We are now emerging from the thick of the COVID-19 health scare with a resurgence of cases popping up in many areas. Investors might be concerned how this might affect the 5G rollouts. If anything, it seems like the health crisis should create more demand for 5G technology.
It isn’t entirely clear how Mr. Bibic plans to streamline the response of the health system using 5G technology. Nonetheless, faster communication might make it easier to notify the public about local outbreaks.
Telus focuses on rural broadband expansion
Telus President and CEO Darren Entwistle emphasized his firm’s commitment to providing rural access to 5G technology.
“This critical development in our 5G ecosystem is a testament to our team’s skill, innovation and grit in building a world-leading 5G experience in Canada from coast to coast, and from urban to rural.”

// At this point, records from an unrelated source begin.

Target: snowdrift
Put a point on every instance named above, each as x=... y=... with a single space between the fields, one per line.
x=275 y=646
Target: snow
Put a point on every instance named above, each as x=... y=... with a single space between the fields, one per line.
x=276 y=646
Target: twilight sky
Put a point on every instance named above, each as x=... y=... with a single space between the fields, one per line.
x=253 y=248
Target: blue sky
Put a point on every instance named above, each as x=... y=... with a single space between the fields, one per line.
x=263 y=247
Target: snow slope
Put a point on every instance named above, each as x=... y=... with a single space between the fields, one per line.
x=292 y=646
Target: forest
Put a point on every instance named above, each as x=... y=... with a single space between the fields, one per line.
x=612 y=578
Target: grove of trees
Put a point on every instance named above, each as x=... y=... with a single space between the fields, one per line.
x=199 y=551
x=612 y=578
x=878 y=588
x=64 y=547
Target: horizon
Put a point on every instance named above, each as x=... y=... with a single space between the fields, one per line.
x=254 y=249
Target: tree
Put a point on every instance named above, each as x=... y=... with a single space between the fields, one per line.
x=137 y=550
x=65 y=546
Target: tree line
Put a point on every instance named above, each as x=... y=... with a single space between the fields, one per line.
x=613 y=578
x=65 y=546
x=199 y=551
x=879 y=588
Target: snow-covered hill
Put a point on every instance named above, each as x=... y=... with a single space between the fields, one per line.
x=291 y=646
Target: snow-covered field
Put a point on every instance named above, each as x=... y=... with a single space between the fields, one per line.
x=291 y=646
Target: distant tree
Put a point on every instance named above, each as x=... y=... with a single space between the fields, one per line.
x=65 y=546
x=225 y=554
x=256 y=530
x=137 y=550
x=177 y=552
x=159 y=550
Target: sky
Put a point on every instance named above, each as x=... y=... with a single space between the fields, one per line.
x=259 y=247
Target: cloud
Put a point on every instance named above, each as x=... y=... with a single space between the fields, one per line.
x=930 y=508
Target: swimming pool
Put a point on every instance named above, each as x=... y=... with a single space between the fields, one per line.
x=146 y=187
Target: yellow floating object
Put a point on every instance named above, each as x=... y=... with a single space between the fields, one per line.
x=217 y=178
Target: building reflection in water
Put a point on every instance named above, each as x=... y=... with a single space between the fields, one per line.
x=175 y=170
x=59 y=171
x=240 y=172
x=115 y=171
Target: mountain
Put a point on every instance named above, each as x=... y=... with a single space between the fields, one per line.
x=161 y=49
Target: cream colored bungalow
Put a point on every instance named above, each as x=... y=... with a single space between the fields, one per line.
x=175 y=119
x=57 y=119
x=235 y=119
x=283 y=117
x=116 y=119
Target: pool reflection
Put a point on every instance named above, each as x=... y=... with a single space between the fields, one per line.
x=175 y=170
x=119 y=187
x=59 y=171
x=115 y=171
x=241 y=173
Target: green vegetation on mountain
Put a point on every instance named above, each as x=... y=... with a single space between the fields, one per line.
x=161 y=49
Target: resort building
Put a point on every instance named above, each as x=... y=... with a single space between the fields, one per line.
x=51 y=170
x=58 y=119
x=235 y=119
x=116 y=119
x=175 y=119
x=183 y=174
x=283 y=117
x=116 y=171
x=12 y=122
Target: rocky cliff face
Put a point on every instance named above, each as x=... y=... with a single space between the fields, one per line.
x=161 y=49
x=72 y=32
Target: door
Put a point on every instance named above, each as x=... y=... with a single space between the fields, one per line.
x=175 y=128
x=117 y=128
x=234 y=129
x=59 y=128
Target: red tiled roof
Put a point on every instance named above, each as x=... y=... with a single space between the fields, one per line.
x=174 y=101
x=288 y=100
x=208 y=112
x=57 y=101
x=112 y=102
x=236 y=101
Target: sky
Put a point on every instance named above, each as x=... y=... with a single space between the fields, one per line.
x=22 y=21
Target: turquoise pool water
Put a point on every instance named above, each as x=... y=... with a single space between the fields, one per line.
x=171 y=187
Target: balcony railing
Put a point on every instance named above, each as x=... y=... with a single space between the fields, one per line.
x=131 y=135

Last year, after a controversial CTRC decision to lower wholesale fees, Telus stepped up to the bat to expand broadband access to rural Canadian areas. Meanwhile, BCE and Rogers complained that the lower wholesale fees would reduce their incentives to use their resources to provide enhanced services in these areas of lower population.
Lower wholesale fees translates into constricted margins. In areas with fewer consumers, Telus will require more time to pay off the initial fixed-cost investment; lower margins compound this problem.
Rogers Communications drives innovation
Rogers Communications CTO Jorge Fernandes alluded to the firm’s plans to galvanize wireless innovation through solutions-based service offerings.
“Through our multi-year program we will invest in our wireless network and partner with leaders to drive innovative use cases for Canadian consumers and businesses.”
Rogers Communications took the strongest dip this year. Moreover, the firm appears to be hyper-focused on profitable innovation. Investors should watch this R&D project as it may set the firm apart from its peers.
Innovation can certainly differentiate Rogers from the other two major cellular providers. It will be interesting to see what services the company brainstorms with its Canadian business and consumer partners.
Which 5G stocks should you buy?
Canadian investors should buy all three major wireless service carriers. BCE, Rogers, and Telus share around 90% of the cellular market in Canada. These power players aren’t going anywhere, and their value will only increase in the long term.
Stocks with market power like big banks and wireless service carriers can capture profits, which lower-margin industries resembling perfect competition can’t. Thus, savvy Canadian investors should be buying stocks in these industries on the market dip this year.